Because she was already a top-notch collegiate runner — one of the best distance runners to ever come out of Utah, says Kepler — Feeny had a tough decision to make three years ago.
“I was not one of those people who grew up always wanting to go on a mission,” she said. “When I turned 19, I kind of started thinking about it. I know God knows what’s best for my life and it was going to be the best thing and it would all be worth it in the end. I decided to go another year (of school) instead of going after my freshman year and that was amazing because that was the first national team in cross country and a really cool experience. I left at a good time for me and coming back it’s been even better.”
Although he missed having her on the team for two seasons, Kepler was supportive of Feeny going on a mission and said it has helped her development in many ways.
“She’s come back grown up and more mature, stronger, more fit and loves being part of the team,” says Kepler. “One thing that going on a mission has helped her is her decision-making process.
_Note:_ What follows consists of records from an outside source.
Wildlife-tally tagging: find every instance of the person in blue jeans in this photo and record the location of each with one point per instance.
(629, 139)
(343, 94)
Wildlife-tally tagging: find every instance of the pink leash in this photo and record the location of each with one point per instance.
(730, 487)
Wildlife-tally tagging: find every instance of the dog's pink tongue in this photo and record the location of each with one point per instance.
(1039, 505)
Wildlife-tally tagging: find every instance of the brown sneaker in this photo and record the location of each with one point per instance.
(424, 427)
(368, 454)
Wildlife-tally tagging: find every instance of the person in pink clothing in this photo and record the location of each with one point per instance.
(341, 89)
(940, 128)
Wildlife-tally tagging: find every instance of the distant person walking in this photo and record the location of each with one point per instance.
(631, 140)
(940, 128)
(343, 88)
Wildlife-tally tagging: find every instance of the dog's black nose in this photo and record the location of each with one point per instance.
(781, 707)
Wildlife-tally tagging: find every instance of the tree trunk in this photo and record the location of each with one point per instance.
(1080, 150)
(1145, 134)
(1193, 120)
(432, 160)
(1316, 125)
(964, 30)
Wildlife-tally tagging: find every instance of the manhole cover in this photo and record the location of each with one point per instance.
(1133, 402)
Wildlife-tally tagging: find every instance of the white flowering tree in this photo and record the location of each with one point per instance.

Knowing that’s just life and being able to roll with the punches a little bit. That’s been a big part of her growth this year. Her mission helped her understand it that things aren’t going to be perfect and we’re just going to roll with it and do the best we can.”
Feeny agrees, saying, “This year, after being back from my mission I feel like I have a different mindset where I haven’t worried so much about the results and worry more about competing and doing my best. As a result, it’s helped me to compete well and to become better than I was before.”
Next up for Feeny is the Pac-12 track and field championships in Tucson this weekend. Only Oregon’s Jessica Hull has run a better 1500 time and only by a little more than a second, so Feeny has a chance to win Utah’s first Pac-12 individual title. In the 5000, she ranks fifth in the conference at 15:41, six seconds behind Hull.
“The Pac-12 meet is essentially the Olympic Trials Lite,” Kepler said about the competition this weekend. “It is so good in every event you've got to be on your game.”2 comments on this story
Not only does Kepler believe Feeny has a chance to win an event this weekend in Tucson, but she “absolutely” should be in the mix in the 1500 at the NCAA meet next month.
“The mission and the extra time and the mental growth has allowed her to take the next leap,” Kepler said. “She’s extremely strong-willed, a hugely positive human being, believes in herself and is not afraid. She’s one of the most natural racers I’ve ever had, and she’s so coachable. She cares at the highest level not only about her own improvement but about her teammates; she gets as much energy out of them improving as she does herself.”